Equal weighting is old enough to vote in the U.S., but not yet old enough to purchase alcohol. The S&P 500 Equal Weight Index debuted in January of 2003, creating a novel investment strategy that transformed the index fund industry.
The market cap-weighted index approach will favor larger firms with higher market share. Equal weighting puts behemoths like Apple and Google in the same boat as small- and medium-cap firms. Vijay Vaidyanathan, the CEO of California-based Optimal Asset Management, notes that, “A major disadvantage of having a cap-weighted portfolio is that these funds become riskier because of excessive fund accumulation in the large firms.”

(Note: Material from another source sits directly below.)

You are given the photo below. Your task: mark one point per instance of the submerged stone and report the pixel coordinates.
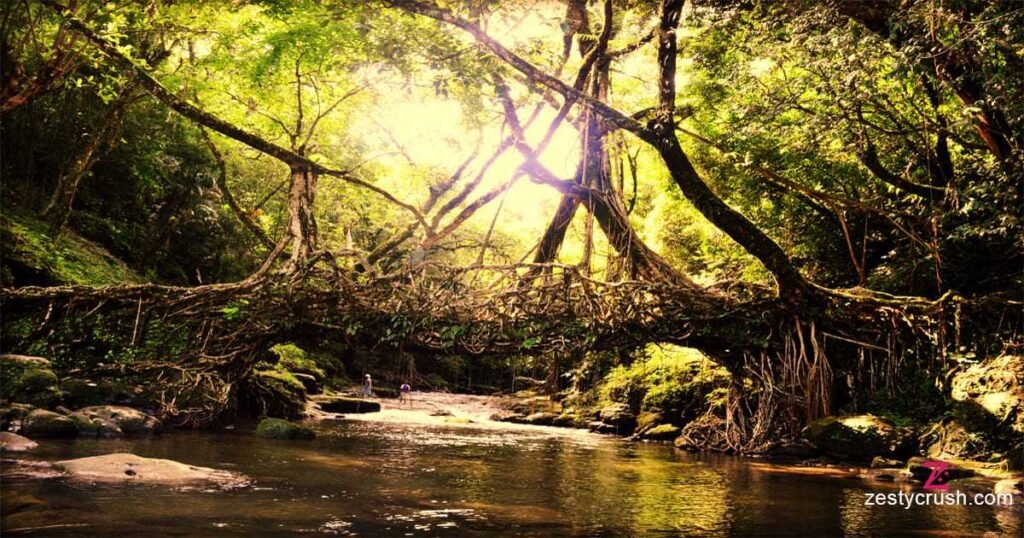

Market cap-weighted funds can do quite well when large firms are surging, but in the long run, markets are cyclical in nature, and any company that becomes overvalued is going to be pulled down to its market value. Equal weighting will tend to perform better in the long run because the strategy inherently accounts for this with exposure to smaller, less popular firms that are less likely to be overvalued.
At a time when retail might be surging while other sectors are underperforming, equal weighting can be a hedge against an inevitable market realignment. This is especially important heading into the holiday season, when an already en fuego retail sector could slip further into overvalued territory. Cap weighting is seeing extreme concentration, meaning that good valuations are out there and likely to be captured in an equal-weight strategy. Equal-weighted indexes and funds tend to outperform market-weighted ones in the long run.
The ETF wrapper is a natural fit for an equal-weight strategy, with funds like the Invesco S&P 500 Equal Weight ETF (RSP) providing investors with access to the method. RSP is up 24.07% on the year, and its five year returns are sitting out 97.82%. Morningstar has rated RSP as a five-star fund.